The timing is funny for a couple of reasons, all centered around the fact that various contingents of my family are visiting over the coming week, and therefore who’s-sleeping-where is already top of mind. And, specifically, the first arrivals are my Little Bro and his wife; they were both endlessly amused by my son back at their wedding last summer, when the little guy was almost two and telling anyone who would listen “I’m a big boy!” and something in the delivery rendered that declaration highly quotable as far as Little Bro and sister-in-law were concerned. Thus, invoking the “big boy bed” privilege was bound to make me think of my Little Bro.
I could also tie this all together via the classic Friday stand-by of the Random Anecdote, and really, why wouldn’t I? When I was about four years old, and Little Bro was only one, we shared a bedroom. I slept in an actual grown-up bed, by which I mean a twin mattress and box spring on the flimsiest of comes-free-with-the-set metal frames. The relative size and weight of the bed components are worth noting because, for a while there, my brother and I would wake up before our parents and I would take it upon myself to liberate Little Bro from baby jail.
So I’d push the bed across the room until it was up against the rails of the crib. I might also mention that the feet of my bed sat on plastic casters and the bedroom floor was some kind of hardwood or laminate, so the physical resistance to this effort was minimal (though to this day Little Bro refers to this as a feat of “little kid super-strength” and who am I to argue with that). Once the bed was alongside the crib I could either help Little Bro climb up over the railing for a short, cushioned fall onto my mattress, or just use my own mattress as a launch pad for bounding into the crib. The end result was the same, in that the two brothers got to play together earlier than we otherwise would have if we’d waited for mom or dad to get the baby from the crib. Needless to say, whatever kind of bed we end up getting for my son, it will be too big to fit through the door and push down the hall to his sister’s room for similar shenanigans. (It may even get bolted to the wall.)

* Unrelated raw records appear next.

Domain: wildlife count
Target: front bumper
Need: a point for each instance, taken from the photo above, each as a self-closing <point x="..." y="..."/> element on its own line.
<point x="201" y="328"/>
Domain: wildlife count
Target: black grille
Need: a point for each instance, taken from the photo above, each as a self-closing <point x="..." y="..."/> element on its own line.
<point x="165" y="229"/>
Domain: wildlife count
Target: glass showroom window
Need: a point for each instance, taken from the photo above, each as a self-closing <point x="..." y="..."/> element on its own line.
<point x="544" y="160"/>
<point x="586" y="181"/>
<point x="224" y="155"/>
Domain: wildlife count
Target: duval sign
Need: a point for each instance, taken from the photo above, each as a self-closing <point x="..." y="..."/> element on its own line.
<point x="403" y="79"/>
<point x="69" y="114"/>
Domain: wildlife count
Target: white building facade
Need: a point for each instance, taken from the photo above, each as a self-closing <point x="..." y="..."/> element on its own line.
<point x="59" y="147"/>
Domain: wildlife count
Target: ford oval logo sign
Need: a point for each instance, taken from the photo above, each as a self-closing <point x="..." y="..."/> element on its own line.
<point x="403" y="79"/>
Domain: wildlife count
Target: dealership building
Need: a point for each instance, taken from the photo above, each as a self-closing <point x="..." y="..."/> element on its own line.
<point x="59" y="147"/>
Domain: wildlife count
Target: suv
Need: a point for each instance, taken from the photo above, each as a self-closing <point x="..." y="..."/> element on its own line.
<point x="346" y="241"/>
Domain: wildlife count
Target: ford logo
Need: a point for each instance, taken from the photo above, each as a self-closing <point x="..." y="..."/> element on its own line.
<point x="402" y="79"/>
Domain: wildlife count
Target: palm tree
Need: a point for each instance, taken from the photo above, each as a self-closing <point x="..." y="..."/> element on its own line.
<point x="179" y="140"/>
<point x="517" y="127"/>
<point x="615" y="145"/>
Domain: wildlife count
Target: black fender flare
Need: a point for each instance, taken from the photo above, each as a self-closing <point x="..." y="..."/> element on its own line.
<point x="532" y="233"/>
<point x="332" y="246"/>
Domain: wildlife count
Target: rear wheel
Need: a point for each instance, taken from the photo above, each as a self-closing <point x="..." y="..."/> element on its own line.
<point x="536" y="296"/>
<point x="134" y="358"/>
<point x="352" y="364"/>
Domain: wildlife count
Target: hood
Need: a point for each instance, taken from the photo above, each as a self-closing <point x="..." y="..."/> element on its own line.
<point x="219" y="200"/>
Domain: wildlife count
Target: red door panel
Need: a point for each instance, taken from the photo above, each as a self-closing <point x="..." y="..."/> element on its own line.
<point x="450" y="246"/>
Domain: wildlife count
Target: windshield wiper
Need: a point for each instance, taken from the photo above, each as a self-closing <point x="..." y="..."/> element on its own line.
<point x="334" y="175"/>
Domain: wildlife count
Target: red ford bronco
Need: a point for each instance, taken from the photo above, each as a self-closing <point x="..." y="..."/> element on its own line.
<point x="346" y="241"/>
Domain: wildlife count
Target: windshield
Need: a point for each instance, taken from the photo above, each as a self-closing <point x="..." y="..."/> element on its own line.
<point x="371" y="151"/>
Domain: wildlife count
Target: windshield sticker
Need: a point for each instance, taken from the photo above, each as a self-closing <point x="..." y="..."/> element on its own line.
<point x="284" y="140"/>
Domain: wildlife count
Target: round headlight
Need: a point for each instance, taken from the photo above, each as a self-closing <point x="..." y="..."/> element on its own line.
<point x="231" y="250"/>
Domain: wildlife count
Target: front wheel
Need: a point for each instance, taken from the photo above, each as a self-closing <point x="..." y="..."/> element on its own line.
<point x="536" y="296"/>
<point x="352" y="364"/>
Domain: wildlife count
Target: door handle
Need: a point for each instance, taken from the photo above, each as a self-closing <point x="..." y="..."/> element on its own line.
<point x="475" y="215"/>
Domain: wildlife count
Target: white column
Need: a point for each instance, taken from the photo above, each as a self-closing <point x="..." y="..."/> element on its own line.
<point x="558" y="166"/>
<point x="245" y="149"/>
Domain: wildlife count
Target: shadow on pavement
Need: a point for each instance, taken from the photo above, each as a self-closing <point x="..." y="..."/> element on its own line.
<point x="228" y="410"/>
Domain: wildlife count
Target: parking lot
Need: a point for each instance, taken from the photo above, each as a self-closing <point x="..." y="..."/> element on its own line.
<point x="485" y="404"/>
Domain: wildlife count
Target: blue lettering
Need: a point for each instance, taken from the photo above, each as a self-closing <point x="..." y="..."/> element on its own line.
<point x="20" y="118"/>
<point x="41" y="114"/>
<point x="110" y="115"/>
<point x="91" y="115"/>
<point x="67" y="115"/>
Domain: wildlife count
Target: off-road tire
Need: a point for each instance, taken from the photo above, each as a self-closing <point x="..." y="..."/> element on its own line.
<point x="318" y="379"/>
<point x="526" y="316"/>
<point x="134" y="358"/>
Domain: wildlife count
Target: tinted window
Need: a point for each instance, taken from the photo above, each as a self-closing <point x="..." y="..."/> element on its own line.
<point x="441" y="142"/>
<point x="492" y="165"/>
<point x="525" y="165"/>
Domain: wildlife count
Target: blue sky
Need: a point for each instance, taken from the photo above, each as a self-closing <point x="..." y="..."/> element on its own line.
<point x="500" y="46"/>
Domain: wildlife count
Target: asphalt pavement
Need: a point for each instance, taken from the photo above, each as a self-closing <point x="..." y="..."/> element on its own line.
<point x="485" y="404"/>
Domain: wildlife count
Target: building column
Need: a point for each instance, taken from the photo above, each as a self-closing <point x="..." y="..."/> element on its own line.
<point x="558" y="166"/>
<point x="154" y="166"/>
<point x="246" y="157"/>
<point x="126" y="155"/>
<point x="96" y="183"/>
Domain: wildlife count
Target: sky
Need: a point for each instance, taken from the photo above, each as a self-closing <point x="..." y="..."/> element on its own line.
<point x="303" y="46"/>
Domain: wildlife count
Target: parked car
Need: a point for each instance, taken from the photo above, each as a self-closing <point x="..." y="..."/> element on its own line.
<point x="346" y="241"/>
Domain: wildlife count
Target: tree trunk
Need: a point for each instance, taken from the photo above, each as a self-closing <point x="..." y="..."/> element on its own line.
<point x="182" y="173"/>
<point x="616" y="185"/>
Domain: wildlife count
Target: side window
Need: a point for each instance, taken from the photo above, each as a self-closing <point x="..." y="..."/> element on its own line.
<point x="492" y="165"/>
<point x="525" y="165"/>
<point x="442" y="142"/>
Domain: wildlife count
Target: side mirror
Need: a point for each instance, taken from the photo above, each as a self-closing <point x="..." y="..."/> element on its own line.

The funny thing about the bed-pushing story is this: I barely remember it, while Little Bro claims to recall it perfectly. That latter element seems patently ridiculous and impossible on the surface. Nobody remembers things from when they were one year old, right? I certainly don’t. I barely remember anything from before I started school, strangely enough (considering the sheer quantity trivia and minutiae that have become permanently lodged in my brain since then). I can only barely conjure up the bed-pushing story now because I’ve seen so many pictures of the old house, myself and Little Bro at that age, plus Little Bro himself has told and re-told the story numerous times. Sometimes it feels like I remember it, but sometimes it feels like I’m only faking remembering it. Which is somewhat disconcerting, as is the general fact that my brother always seems to remember our early childhood better than I do, anyway.
And maybe he does, and maybe he has some genuine memories of being a one-year-old. And maybe my little guy got some of the same genetic component of that (along with blue eyes and blond hair and lots of other traits that seem to cut him from the same cloth as his uncles) and he’ll remember everything happening now clear as day a few decades down the road. I kind of hope so, because we really have been having a lot of fun lately, and I’d like to think he won’t forget that.